For psychologists, the opposite is true. Psychologists have a background in studying thought processes and behavior. Clinical psychologists, especially, tend to focus more on the pathology of abnormal brain function and thought processes that lead to severe mental health disorders. Because science and research generally play a larger part in the study of psychology than they do in counseling programs, psychologists may focus more narrowly on mental health assessments and the symptoms of severe mental health disorders. Counseling psychologists bridge the gap between mental health counseling and clinical psychology somewhat, applying their understanding of thinking and behavior to the process of listening to and working with clients to find new ways to deal with mental health issues, trauma and stressful life events.

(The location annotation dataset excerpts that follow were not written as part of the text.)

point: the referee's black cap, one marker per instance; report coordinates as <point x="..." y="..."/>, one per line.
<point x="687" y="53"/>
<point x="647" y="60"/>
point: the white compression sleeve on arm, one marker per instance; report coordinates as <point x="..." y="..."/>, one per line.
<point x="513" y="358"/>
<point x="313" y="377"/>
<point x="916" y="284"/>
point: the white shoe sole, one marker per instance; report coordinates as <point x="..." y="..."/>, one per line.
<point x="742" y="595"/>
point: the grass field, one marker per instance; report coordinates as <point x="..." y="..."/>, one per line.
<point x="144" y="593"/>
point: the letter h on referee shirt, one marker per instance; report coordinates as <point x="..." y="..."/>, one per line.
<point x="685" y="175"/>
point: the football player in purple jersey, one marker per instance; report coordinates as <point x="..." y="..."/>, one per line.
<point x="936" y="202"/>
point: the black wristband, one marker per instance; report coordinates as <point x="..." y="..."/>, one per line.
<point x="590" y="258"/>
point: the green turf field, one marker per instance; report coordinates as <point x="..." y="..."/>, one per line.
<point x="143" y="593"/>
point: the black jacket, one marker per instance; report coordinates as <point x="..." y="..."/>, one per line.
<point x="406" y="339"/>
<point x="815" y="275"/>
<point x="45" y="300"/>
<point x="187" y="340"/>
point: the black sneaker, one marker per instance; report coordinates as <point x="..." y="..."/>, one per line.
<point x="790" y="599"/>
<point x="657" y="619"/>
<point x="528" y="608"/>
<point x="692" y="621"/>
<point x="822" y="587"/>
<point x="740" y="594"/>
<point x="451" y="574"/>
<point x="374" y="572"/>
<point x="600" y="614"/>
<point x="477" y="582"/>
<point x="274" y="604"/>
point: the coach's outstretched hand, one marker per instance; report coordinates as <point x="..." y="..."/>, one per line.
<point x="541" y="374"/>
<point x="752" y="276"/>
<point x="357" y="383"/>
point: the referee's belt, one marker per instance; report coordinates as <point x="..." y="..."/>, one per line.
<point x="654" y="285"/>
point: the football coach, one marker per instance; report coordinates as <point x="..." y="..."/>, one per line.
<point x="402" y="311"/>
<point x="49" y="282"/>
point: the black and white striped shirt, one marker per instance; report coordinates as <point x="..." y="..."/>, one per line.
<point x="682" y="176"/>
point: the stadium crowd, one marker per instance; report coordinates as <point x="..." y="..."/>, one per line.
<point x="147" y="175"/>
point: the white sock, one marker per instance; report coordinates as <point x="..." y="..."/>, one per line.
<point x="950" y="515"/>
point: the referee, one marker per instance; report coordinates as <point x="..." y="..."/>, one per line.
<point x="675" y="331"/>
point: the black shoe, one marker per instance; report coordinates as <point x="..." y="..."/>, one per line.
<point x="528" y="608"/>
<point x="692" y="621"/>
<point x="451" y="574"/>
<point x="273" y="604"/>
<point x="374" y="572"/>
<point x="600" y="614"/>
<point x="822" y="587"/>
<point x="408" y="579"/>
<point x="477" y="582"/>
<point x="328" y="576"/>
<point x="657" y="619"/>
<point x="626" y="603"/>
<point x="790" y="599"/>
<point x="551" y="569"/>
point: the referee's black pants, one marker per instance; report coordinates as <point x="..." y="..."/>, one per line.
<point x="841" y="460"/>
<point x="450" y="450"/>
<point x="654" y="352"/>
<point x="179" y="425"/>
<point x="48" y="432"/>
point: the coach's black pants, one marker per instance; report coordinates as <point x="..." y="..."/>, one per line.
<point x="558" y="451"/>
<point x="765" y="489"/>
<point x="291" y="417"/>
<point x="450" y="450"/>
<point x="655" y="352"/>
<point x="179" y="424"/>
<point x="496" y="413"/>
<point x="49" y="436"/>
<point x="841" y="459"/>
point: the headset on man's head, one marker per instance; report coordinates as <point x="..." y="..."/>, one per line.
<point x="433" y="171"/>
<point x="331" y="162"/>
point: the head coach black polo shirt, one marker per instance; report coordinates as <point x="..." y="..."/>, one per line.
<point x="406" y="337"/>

Counselors and psychologists may provide care to similar client populations. Generally, clients with severe mental health disorders, including psychosis, will see a clinical psychologist, while those with more “normal” problems are more likely to see a counselor.
When it comes to income potential, psychologists fare better than counselors. The median salary for psychologists is $79,010 per year, according to the BLS. Psychologists in other fields besides counseling, clinical, school and industrial-organizational command the highest wages, with a median salary of $100,770. For mental health and substance abuse counselors, the median wage is considerably lower, at $44,630 per year. The highest-paying industry for counselors, the government, pays a median salary of $51,690.
Psychologists earn more than counselors but have a less positive job outlook. The BLS expects jobs for counselors to increase 23 percent, or 60,300 new jobs. The 14 percent growth expected for psychologists will add just 23,000 jobs.